Hybrid (x86 and Arm) Kubernetes clusters using Tanzu Community Edition (TCE) and ESXi-Arm

With the recent introduction of Tanzu Community Edition (TCE), users can now easily get first hand experience across VMware's Tanzu portfolio, including VMware's Enterprise Kubernetes (K8s) runtime called Tanzu Kubernetes Grid (TKG), all completely for free. One popular request that frequently comes up from our community is the ability to use TCE with the ESXi-Arm Fling.

Currently, TCE is only supported with x86 hardware platforms which includes ESXi-x86 and there is certainly a desire to be able to use TCE with Arm-based hardware running on top of ESXi-Arm, especially with inexpensive Raspberry Pi for learning and exploration purposes.

I recently came to learn about a really cool project that is being developed as part of VMware's Office of the CTO (OCTO) for a new Cluster API (CAPI) provider where you can Bring Your own Host (BYOH) that is already running Linux.
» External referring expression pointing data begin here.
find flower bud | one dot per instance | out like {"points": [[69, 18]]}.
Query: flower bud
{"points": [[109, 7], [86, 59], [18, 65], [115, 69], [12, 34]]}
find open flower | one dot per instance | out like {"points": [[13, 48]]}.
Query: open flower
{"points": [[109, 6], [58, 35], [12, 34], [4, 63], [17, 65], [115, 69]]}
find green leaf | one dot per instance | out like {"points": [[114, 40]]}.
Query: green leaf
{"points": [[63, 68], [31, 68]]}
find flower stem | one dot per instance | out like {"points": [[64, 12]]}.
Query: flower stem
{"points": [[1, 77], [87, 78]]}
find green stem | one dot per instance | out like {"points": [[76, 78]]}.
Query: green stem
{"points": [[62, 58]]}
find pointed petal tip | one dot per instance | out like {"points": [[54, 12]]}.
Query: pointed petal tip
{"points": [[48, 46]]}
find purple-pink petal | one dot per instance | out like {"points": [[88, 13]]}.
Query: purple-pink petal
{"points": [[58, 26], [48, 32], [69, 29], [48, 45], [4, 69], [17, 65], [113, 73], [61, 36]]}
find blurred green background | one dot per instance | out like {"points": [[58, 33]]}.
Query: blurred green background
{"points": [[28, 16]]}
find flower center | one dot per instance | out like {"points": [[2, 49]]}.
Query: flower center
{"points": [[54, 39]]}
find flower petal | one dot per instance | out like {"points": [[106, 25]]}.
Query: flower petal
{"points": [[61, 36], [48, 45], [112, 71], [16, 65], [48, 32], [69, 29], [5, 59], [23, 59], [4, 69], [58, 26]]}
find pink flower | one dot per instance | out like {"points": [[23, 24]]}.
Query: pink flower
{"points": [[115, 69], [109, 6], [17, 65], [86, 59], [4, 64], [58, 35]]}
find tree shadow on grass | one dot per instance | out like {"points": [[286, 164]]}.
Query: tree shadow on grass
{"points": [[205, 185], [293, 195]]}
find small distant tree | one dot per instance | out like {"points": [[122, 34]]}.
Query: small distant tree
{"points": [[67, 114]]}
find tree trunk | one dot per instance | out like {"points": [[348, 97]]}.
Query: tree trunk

What really intrigued me about their project was not the fact that they could create a TCE Workload Cluster that comprised of physical hosts but the fact that they were actually running on Arm hardware! 🤩

My immediate reaction was to see if this would also work with just Linux VMs? With some trial/error and help from Jixing Jia, one of the project maintainers, I was able to confirm that this indeed does works using Ubuntu VMs running on ESXi-Arm. What was even more impressive was the realization that this not only works for both physical and virtual Arm Linux systems, but that users could also create a hybrid TCE Workload Cluster that consists of BOTH x86 and Arm nodes! 🤯

I can only imagine the possibilities that this could enable in the future where application(s) could potentially span across CPU architecture, virtual and physical worker nodes which exposes different capabilities that can then be delivered based on the requirements of the application such as GPU as an example. It will be interesting to see the types of use cases the BYOH Cluster API Provider will help enable, especially pertaining to Edge computing.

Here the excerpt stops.